The Fourth Amendment states in a nut shell that we shall be free from unreasonable searches and seizures. This boarder doctrine is a product of United States criminal law that allows basically unfettered searches and seizures within 100 miles of a border without the need for a warrant.

In the case before the Ninth Circuit, a traveler’s laptop computer was confiscated by the government for 5 days while it ran encryption software to break the traveler’s security codes. The Court recognized that while the Supreme Court has virtually suspended the Fourth Amendment at international boarders, this type of conduct went too far. The Ninth Circuit clearly stated in its Opinion that the government needed a “reasonable suspicion of illegal activity” before border agents can invade a person’s right to digital privacy. In particular, the Court stated, “A person’s digital life ought not be hijacked simply by crossing a border.” Please click this link to read a copy of the Opinion.

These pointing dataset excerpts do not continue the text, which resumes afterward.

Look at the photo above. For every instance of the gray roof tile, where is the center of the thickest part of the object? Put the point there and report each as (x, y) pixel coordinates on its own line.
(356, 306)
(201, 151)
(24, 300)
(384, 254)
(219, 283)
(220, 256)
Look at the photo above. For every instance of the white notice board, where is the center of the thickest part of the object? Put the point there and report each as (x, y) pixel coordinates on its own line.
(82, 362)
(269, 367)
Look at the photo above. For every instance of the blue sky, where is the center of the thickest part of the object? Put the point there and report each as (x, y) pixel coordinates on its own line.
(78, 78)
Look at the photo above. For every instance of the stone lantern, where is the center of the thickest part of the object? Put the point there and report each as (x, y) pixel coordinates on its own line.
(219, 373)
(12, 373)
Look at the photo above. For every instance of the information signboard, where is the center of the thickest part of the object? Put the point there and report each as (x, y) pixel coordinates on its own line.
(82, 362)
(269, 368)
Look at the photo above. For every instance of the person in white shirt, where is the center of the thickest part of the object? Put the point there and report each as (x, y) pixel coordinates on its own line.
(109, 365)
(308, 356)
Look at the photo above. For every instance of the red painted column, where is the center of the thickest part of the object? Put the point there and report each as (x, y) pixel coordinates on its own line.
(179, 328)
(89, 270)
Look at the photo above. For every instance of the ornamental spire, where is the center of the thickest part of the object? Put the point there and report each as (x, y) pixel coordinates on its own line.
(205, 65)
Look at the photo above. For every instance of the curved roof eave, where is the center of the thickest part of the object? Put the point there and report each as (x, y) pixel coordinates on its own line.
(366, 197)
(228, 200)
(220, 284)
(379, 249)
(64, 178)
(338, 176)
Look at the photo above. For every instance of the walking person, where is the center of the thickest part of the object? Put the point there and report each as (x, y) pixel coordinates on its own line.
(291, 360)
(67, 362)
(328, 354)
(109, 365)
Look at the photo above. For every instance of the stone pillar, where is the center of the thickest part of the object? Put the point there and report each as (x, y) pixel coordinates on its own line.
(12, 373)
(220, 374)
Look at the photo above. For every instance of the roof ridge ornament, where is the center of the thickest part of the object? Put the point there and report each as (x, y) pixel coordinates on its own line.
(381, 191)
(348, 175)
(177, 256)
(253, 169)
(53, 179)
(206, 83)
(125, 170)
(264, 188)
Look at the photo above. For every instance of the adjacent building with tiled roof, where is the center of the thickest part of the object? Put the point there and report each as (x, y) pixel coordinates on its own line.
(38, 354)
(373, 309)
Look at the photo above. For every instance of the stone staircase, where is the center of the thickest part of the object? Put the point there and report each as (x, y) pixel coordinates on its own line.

Too bad for the traveler in this case however; while the Court stated a standard that required a reasonable suspicion of illegal activity, the Court found that this standard was met. This traveler had a prior conviction for child pornography and was travelling from Mexico which is known to have a high incidence of child sex crimes. Combined with the fact that significant child pornography was indeed found on his computer’s hard drive made for an easy decision to get this predator off the street and rule the seizure valid.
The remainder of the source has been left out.